Le 24 août 2020
Au lendemain de la fermeture de Fessenheim, une tribune pronucléaire intitulée "Se fier au vent et au soleil, c’est refuser d’être responsable de la sécurité d’approvisionnement en électricité" est publiée dans Le Télégramme du 1er juillet 2020.
Pas un mot sur ce qui provoque en hiver les pics de consommation avec le radiateur électrique ni sur les déchets et les territoires contaminés, le nucléaire est une énergie propre à les en croire !! ... et ceci 40 ans après l’enquête de Plogoff et l’abandon du projet !
Le Télégramme n’a pas fait écho du communiqué du 30 juin du Collectif anti-nucléaire Ouest https://www.can-ouest.org/fessenheim-attention-une-fermeture-peut-cacher-une-relance-du-nucleaire-a-louest/ qui a été envoyée à tous les médias de l’Ouest ;
Pas un mot non plus de la réaction argumentée de Stéphane Lhomme, directeur de l’Observatoire du nucléaire à cette tribune . Aussi nous la publions. ( L’Observatoire du nucléaire a d’ailleurs réagi par 2 fois cet été à deux tribunes du Monde et de Marianne, assassines envers les antinucléaires).
Dans sa récente tribune (Télégramme du 1er juillet), le polytechnicien Henri Prévot estime que les fermetures de réacteurs nucléaires – deux déjà effectives à Fessenheim (Alsace) et une douzaine officiellement à venir – vont mettre en défaut à l’avenir l’approvisionnement électrique de la France.
Pour M. Prévot, ces fermetures seraient des décisions insensées concédées par les dirigeants politiques à l’air du temps (montée en puissance de l’écologie) et « aux producteurs et vendeurs de batteries domestiques et de groupes électrogènes ».
C’est oublier que c’est l’industrie nucléaire elle-même qui est la cause de ce désamour de la part d’une classe politique qui, jusqu’alors, a soutenu aveuglément l’atome. Ni François Hollande (initiateur de la fermeture de Fessenheim, même s’il n’a pas tenu la promesse de la réaliser avant la fin de son quinquennat) ni Emmanuel Macron ne sont antinucléaires, bien au contraire.
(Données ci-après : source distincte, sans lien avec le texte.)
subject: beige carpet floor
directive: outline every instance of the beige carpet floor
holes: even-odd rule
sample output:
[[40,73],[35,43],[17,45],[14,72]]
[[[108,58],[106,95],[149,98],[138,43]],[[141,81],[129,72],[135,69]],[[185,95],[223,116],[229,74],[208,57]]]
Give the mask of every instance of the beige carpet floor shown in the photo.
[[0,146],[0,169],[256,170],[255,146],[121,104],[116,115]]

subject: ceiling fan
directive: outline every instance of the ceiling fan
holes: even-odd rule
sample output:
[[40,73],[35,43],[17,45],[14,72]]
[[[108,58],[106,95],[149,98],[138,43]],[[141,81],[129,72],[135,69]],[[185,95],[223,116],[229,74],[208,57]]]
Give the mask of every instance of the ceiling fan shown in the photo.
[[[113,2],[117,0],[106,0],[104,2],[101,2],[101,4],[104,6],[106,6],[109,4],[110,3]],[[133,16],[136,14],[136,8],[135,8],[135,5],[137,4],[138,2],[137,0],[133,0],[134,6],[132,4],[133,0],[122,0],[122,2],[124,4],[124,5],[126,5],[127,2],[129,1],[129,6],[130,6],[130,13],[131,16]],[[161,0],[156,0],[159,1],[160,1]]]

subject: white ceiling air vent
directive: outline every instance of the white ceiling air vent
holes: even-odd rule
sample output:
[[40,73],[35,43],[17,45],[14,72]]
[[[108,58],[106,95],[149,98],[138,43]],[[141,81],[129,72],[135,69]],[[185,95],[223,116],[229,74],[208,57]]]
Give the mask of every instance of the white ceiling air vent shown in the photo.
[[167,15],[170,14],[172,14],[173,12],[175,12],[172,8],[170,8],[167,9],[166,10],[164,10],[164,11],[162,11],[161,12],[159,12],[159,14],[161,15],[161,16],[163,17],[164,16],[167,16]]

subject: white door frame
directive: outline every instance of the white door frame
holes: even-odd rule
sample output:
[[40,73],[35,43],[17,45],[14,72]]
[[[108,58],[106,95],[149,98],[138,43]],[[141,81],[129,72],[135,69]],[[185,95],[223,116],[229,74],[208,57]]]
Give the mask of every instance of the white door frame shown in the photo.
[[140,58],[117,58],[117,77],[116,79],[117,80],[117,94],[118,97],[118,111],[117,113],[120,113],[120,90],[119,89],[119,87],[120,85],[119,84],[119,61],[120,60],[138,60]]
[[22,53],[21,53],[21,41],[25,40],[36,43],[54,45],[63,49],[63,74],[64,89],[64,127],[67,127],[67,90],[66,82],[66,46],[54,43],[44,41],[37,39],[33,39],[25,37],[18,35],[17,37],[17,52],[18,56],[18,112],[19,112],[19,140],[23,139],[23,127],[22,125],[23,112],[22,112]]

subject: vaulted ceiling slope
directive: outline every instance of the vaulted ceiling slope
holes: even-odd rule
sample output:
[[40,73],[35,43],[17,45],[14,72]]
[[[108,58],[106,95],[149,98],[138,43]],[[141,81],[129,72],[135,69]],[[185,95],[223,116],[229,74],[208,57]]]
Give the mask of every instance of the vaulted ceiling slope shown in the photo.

Mais ils sont bien obligés de constater que :
Areva (devenue Orano) et EDF se sont totalement décrédibilisées avec leurs projets respectifs de réacteur EPR en Finlande et à Flamanville, chantiers sans fin (ils devaient être terminés respectivement en 2009 et 2012) et terriblement ruineux (au moins 12 milliards contre 3 annoncés au départ).
Areva s’est aussi totalement déconsidérée avec le scandale inouï des milliers de pièces défectueuses produites dans les usines du Creusot, dont des dizaines ont été installées dans les centrales françaises malgré les contrôles qu’EDF était supposée opérer, et sans que l’Autorité de sûreté nucléaire ne s’aperçoive de quoi que ce soit pendant de longues années.
EDF et Areva ont gaspillé des sommes astronomiques dans divers pays, et en particulier aux USA, pour y construire des réacteurs et autres installations nucléaires... qui n’ont jamais vu le jour.
EDF continue de précipiter sa faillite avec un chantier de deux EPR en Angleterre qui suivant d’ores et déjà le chemin de leurs prédécesseurs : retards cumulatifs et pertes par milliards.
Dans ce contexte, et alors qu’Areva a déjà fait faillite, EDF se révèle totalement incapable de financer rénovation – et la remise à niveau post-Fukushima - de ses 56 réacteurs encore en service. C’est pourquoi, pour essayer de sauver le nucléaire, EDF doit... fermer des réacteurs ! L’idée étant de concentrer les derniers moyens financiers et humains sur un nombre réduit de centrales, probablement sur les moins âgées.
Il faut toutefois noter que l’industrie nucléaire ne s’effondre pas seulement en France mais globalement sur la planète, et ce processus irréversible n’est que légèrement freiné par les quelques dizaine de réacteurs en chantier en Chine, pays qui investit en réalité immensément plus dans les renouvelables que dans l’atome.
Le seul point sur lequel nous sommes d’accord avec M. Prévot, c’est que la question de l’énergie et du climat va se révéler un véritable casse-tête dans les années à venir. Mais il est clair que l’accompagnement de la fin du nucléaire sera une des pires difficultés : la France a mis tous ses Å“ufs dans le même panier, il était donc inévitable que la situation soit inextricable 50 ans plus tard. Nous y sommes.